In mijn tienerjaren schopte Rebel Fantasie brutaal uit mijn voertuig. De vrijzinnige vechter met de sigaret in de ene hand en de pint in de andere vond de droombeelden welletjes geweest. Ze wees de middelvinger naar God, vermeed regelrecht elke regelaar, negeerde zowat iedere aanwijzing van buitenaf. Angst werd zonder pardon vastgesnoerd in de kinderzit op de passagiersstoel. Wijsneus nam verstandig plaats midden op de achterbank met kilo's aan naslagwerken paraat om Rebel en Angst allebei de les te spellen. Ze hield het tweetal nauwlettend in de gaten en gaf vakkundig om ongevraagd advies. Ze bemoeide zich werkelijk met elke Rebelse zet en iedere Angsttrek. Alsof dat niet genoeg was hield ze nauwgezet in het oog wat de bestuurders in andere voertuigen deden, in een kritische mening met de bestwil om mijn voertuig ongeval-vrij te houden. Rebel kraste erop los, die deed maar wat. Rebel dwaalde in de waas van haar privé gevecht.  
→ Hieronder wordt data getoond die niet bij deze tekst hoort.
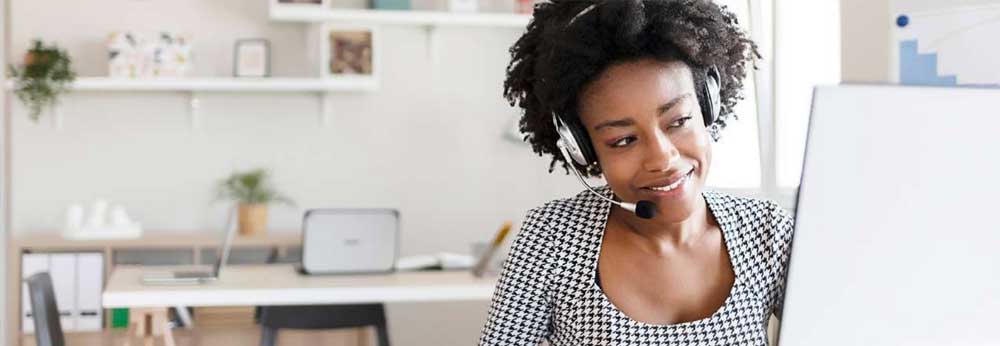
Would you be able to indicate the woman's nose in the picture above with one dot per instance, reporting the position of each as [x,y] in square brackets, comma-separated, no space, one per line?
[660,153]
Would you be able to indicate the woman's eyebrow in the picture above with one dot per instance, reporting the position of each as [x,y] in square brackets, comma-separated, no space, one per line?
[628,121]
[666,106]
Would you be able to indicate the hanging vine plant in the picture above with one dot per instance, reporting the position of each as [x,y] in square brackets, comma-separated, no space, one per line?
[46,73]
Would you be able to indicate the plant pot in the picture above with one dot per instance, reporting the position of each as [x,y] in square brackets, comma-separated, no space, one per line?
[253,219]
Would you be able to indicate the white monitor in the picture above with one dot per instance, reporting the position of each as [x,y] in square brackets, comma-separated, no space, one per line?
[895,241]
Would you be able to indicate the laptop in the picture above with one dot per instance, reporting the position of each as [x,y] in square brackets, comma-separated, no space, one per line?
[350,241]
[193,277]
[895,241]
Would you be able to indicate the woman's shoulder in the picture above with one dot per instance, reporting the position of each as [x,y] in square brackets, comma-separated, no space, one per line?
[748,208]
[550,220]
[760,218]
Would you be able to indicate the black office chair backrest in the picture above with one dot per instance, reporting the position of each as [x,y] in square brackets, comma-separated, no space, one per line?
[45,312]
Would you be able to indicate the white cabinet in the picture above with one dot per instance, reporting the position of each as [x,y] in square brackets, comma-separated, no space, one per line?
[77,280]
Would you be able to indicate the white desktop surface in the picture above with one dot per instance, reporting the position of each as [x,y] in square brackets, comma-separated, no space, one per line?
[246,285]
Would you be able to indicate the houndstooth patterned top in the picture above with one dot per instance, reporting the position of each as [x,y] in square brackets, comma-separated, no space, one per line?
[547,289]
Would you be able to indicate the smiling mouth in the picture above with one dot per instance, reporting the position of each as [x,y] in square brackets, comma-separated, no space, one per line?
[674,185]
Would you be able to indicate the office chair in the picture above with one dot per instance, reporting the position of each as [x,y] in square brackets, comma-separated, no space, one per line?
[44,311]
[272,318]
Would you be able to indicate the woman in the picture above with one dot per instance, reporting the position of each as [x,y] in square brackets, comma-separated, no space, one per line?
[644,86]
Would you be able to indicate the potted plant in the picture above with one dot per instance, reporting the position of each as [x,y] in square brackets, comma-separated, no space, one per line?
[253,191]
[46,73]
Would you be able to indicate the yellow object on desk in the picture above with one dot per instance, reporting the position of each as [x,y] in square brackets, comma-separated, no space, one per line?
[488,254]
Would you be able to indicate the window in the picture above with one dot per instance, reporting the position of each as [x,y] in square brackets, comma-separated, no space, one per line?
[807,54]
[736,157]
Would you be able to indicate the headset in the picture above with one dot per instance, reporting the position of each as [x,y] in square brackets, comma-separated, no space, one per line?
[575,146]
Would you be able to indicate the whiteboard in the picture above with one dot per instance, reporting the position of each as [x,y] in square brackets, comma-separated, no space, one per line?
[895,240]
[943,45]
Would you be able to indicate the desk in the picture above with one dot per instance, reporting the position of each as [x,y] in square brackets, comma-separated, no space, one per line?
[282,285]
[40,241]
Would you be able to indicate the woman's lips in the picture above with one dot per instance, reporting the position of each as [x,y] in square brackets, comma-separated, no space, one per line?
[674,189]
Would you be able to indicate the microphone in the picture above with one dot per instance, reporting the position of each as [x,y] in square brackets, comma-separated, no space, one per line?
[644,209]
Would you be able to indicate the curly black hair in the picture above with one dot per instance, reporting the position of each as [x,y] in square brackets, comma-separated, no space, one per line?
[569,43]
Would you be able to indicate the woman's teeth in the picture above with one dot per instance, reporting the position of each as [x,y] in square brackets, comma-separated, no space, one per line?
[671,186]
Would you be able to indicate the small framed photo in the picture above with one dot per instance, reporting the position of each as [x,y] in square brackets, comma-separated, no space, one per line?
[349,51]
[252,58]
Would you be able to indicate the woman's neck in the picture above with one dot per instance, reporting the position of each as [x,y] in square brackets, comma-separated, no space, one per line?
[662,236]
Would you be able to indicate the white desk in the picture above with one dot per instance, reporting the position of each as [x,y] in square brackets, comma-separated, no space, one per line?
[262,285]
[282,285]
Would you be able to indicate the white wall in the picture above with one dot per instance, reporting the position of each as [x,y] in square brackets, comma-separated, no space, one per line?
[429,142]
[3,176]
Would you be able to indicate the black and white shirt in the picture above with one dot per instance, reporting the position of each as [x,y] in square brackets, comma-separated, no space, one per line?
[547,289]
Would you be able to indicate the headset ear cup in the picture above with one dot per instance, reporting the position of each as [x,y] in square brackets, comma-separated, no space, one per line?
[577,144]
[711,105]
[583,144]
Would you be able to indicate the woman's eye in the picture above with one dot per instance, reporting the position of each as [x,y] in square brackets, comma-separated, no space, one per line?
[679,122]
[624,141]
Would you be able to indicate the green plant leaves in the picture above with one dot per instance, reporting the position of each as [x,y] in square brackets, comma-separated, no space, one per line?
[46,73]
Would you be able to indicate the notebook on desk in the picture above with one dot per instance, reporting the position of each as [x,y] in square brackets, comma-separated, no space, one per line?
[191,277]
[349,241]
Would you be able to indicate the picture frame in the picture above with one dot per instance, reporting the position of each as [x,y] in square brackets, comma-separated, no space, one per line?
[252,58]
[349,51]
[301,2]
[295,5]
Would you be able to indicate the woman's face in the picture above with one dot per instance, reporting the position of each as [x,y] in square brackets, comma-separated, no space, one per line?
[647,130]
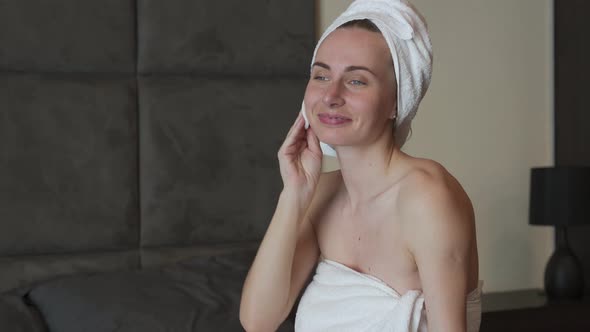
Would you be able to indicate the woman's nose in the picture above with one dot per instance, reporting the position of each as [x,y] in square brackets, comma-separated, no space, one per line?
[333,95]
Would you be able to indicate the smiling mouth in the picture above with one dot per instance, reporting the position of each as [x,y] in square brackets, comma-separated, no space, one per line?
[333,119]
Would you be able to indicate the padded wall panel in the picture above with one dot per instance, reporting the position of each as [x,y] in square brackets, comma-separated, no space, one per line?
[208,152]
[23,271]
[68,164]
[253,37]
[162,256]
[67,35]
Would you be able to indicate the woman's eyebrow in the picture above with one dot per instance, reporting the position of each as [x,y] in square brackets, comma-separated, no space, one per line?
[349,68]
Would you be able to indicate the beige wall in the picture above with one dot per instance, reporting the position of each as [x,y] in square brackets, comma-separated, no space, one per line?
[488,118]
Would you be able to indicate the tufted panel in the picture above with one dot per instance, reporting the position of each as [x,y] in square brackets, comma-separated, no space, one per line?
[142,131]
[68,167]
[252,37]
[67,36]
[208,155]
Veel later pas ging de deur open voor een elegante dame, Vlindervrouw. Haar leren rokje nam plaats op de schoot van Rebel. Ze zou Rebel helpen met spannende avontuurtjes. Haar charmes draaiden de regelaars rondom haar vinger. Ze verleidde om aandacht te trekken. Ze wist zich binnen te werken. Vlindervrouw maakte ons voertuig aantrekkelijk voor buiten. Het voertuig op zoek naar feest. Vlindervrouw ontnam het zicht van Rebel terwijl Angst steeds harder krijste van schrik door de wilde zetten van dit losbandig duo. Losgescheurde bladen van Wijsneus vlogen rond in een te complex geworden verhaal. En Ziel? Zij zat al die tijd roerloos in de kofferbak. Ongekend, vreemd, verborgen in haar stille schijn. We wisten niet wat met haar aan te vangen. We leerden haar immers nooit kennen en in dat mysterie bleef ze onbemind. God met zijn regelaars in die vele normen en waarden maakten Ziel als leidraad overbodig. Wat heb je aan een Ziel als hij als grote baas regeert en de vele verkeersregelaars van Vadertje Staat beslist mij als mens de weg wijzen?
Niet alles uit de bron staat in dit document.